One of the classically designed sites in the software area is hosted by Eagleware Corp. (www.eagleware.com), with a clean look, main menu items on the left-hand side, a short description of the company on the home page, and even a link to a short video on the company. Another outstanding software site with generous technical information, it hosted by Ansoft Corp. (www.ansoft.com). Although lacking in graphical design (too much of the home page is devoted to news links, such as company news and product news), the site's poor appearance belies the quality of the information.
In semiconductors, California Eastern Laboratories (www.cel.com) presents a clean and uncluttered home page that is deceptive since the site contains extensive information on the company's semiconductor devices (which are manufactured by NEC). Following the proven design approach of menu choices on the left-hand side of the home page ad graphics at the top and right, the home page offers major product information on top, engineering information just below, with application notes, block diagrams, a parameter library, and even a glossary of terms. Visitors can even order the ADS Design Kit which contains a wide range of models for NEC transistors, including small-signal silicon bipolar transistors, low-noise GaAs FET devices, and high-frequency silicon-germanium (SiGe) transistors, for use with the Agilent Technologies' Advanced Design System (ADS) simulation software suite. Although somewhat lacking in graphic design (poor mix of background and type colors, for example), the RF Micro Devices site (www.rfmd.com) is rich in product and technical information.
Linear Technology (Milpitas, CA), with an extremely clean home-page design, offers visitors listings of new product releases as well as new technical documents upon entering the site. Products are logically grouped according to functional categories, such as data conversion, signal conditioning, power management, and high-frequency/optical products.

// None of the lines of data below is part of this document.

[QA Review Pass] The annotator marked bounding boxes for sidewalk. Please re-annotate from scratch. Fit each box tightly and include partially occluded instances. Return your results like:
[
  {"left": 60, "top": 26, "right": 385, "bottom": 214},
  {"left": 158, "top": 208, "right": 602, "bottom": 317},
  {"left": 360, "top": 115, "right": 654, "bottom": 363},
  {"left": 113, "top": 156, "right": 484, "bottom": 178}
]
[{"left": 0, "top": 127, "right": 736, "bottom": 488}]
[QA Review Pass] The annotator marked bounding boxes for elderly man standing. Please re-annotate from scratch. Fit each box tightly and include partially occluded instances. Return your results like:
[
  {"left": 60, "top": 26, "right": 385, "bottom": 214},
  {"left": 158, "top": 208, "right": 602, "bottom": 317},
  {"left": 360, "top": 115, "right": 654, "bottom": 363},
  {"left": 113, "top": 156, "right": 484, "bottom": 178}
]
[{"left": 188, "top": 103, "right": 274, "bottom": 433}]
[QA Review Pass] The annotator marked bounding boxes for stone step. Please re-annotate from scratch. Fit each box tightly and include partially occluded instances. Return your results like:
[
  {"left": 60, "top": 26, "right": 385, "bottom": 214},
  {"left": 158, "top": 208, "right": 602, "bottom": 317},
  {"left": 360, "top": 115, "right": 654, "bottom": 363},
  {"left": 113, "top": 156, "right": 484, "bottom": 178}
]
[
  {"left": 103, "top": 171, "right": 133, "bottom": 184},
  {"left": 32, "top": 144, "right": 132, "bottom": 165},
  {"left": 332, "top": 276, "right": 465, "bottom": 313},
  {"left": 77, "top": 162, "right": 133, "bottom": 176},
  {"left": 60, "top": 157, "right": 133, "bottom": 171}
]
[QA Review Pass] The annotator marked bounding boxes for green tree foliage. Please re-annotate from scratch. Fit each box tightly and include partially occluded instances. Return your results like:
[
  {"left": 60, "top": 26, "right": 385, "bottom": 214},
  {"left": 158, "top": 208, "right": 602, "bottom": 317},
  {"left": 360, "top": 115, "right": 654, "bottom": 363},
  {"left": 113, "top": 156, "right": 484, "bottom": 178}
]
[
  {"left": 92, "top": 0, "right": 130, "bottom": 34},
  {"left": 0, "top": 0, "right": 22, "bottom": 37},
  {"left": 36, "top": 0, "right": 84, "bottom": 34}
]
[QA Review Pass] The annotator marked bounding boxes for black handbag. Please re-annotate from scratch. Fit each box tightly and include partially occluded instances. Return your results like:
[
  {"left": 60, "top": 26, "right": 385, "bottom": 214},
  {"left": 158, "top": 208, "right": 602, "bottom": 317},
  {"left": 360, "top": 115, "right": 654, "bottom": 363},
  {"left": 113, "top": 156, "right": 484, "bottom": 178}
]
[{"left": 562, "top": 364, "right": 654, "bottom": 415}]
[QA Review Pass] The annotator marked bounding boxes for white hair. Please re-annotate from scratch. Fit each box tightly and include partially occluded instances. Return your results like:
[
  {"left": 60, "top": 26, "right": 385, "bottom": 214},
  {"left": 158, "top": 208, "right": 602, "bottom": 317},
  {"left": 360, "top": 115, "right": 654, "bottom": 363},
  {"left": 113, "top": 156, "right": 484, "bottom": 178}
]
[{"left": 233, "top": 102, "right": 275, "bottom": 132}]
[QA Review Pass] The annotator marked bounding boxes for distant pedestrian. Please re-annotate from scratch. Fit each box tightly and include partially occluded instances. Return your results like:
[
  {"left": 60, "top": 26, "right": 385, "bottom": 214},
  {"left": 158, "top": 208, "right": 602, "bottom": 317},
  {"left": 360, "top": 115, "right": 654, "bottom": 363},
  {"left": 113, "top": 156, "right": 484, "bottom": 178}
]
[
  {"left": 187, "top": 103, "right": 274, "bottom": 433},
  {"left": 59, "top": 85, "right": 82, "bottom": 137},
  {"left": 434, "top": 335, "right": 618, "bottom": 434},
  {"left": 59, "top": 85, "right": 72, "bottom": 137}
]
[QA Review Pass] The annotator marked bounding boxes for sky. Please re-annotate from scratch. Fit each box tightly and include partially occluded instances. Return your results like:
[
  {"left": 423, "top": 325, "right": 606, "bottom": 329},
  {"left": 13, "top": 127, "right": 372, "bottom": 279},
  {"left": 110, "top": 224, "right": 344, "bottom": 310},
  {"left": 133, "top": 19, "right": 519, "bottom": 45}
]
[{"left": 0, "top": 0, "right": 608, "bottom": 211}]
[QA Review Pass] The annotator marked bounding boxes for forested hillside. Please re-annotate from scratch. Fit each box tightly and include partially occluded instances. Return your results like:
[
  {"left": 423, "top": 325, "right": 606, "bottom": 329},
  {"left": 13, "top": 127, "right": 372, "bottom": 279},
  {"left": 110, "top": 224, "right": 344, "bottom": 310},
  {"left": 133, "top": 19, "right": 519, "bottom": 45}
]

Visitors can quickly find design notes and application notes on the home page, and register for several regular company publications.
In oscillators, Valpey Fisher (www.valpeyfisher.com) offers a unique search function in which visitor can identify their key product specifications, and the website's search function will identify a product based on those specifications. To start, a visitor must narrow down the product type, such as a quartz crystal, TCXO, or OCXO. Once that is done, the search function prompts a visitor for such parameters as frequency stability, package type, output type, and frequency tolerance. The site also clearly lists the main product areas, including quartz crystals and various forms of crystal oscillators. The site offers a small but informative group of white papers and application notes, including literature on specifying crystals and on understanding crystal-oscillator specifications.
Vectron International (www.vectron.com) hosts a website that is simple in design, but extremely easy to navigate, even offering a quick link to PDF data sheets for the company's oscillator-based product lines. Using a top-mounted menu bar, the site quickly guides visitors to news, product information, and application notes. One of the application notes (on using loop-filter software with one of the firm's PLL sources) includes download for free software.
Obviously, a finite list such as this excludes many other fine microwave websites. Some, such as the Dow-Key site (www.dowkey.com) deserve special mention for their well wishes to the industry for the holidays. To all companies, we wish a happy and healthy 2005, with the hopes of seeing their company on next year's Top 25 Websites list.